É o módulo 11, e dá para conferir no papel. Pegando 123.456.789:

  • Multiplique os nove dígitos por pesos que começam em 10 e descem até 2. A soma dá 210.
  • Tire o resto por 11: sobra 1. Resto 0 ou 1 vira dígito 0 — é o décimo.
  • Repita com os dez dígitos agora, pesos de 11 a 2. A soma dá 255, o resto é 2, e 11 − 2 = 9 é o décimo primeiro.

Resultado: 123.456.789-09. O último dígito depender do anterior é o que faz um erro em qualquer posição derrubar a conta — e é por isso que, quando o décimo está errado, esta ferramenta reclama só dele: o décimo primeiro caiu por tabela, e apontar os dois mandaria você corrigir um dígito que estava certo.
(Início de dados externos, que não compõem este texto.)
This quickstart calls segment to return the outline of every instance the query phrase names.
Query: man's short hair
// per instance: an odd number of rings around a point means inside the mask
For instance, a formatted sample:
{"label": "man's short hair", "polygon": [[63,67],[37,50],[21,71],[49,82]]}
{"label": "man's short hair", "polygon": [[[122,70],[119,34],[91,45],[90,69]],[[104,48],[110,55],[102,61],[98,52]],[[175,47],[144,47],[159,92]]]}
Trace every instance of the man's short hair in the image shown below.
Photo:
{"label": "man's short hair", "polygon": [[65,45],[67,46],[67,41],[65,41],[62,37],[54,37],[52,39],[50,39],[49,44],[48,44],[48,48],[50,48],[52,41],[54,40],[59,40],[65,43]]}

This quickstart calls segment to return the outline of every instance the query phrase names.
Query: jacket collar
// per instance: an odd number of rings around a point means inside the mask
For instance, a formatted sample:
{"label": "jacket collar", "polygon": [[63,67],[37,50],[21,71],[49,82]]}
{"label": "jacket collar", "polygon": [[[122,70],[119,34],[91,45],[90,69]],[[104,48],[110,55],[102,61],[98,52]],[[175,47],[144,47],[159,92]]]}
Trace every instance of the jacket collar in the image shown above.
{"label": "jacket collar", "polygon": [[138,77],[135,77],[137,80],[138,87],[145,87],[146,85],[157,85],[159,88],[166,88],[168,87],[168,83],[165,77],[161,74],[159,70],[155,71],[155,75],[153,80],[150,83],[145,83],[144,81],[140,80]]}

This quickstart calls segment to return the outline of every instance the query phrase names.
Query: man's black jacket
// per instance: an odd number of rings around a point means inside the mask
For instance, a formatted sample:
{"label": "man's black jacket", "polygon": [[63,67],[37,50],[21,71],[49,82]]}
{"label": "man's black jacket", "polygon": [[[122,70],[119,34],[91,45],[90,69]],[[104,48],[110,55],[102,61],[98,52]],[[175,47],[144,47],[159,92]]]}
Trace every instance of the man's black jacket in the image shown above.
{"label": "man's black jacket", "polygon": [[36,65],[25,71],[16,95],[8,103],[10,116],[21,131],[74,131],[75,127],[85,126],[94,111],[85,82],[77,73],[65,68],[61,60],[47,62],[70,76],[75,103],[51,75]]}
Os erros que mais aparecem

  • Dois dígitos trocados de lugar. O clássico da digitação, e o módulo 11 pega: cada posição tem um peso diferente, então trocar a ordem muda a soma.
  • Um dígito a menos. Costuma ser o zero à esquerda comido por planilha, que trata CPF como número e não como texto.
  • Caractere invisível colado junto. Espaço duro e BOM vêm de PDF, de Word e de planilha, e não aparecem na tela. Aqui eles são engolidos em silêncio, porque acusar alguém de um caractere que ele não consegue ver é a pior mensagem de erro possível.

Se você está escrevendo a validação do seu lado

São três filtros, nessa ordem: tem onze dígitos depois de tirar a pontuação; não é uma das dez sequências repetidas; os dois verificadores batem. Quase toda implementação quebrada por aí pula o segundo, e algumas se perdem no primeiro, ao aceitar o que a pessoa colou sem limpar.

E não confie no formulário: valide também no servidor. O que vem do navegador é sugestão.

O número que eu colar vai para algum lugar?

Não. A conta roda no seu navegador, não existe requisição nenhuma saindo daqui com o que você digitou, e nada é guardado — fechou a aba, sumiu. É o mesmo desenho de todas as ferramentas do site, e aqui ele importa mais que nos outros: CPF é dado pessoal, e o jeito de não vazar um dado é não recebê-lo.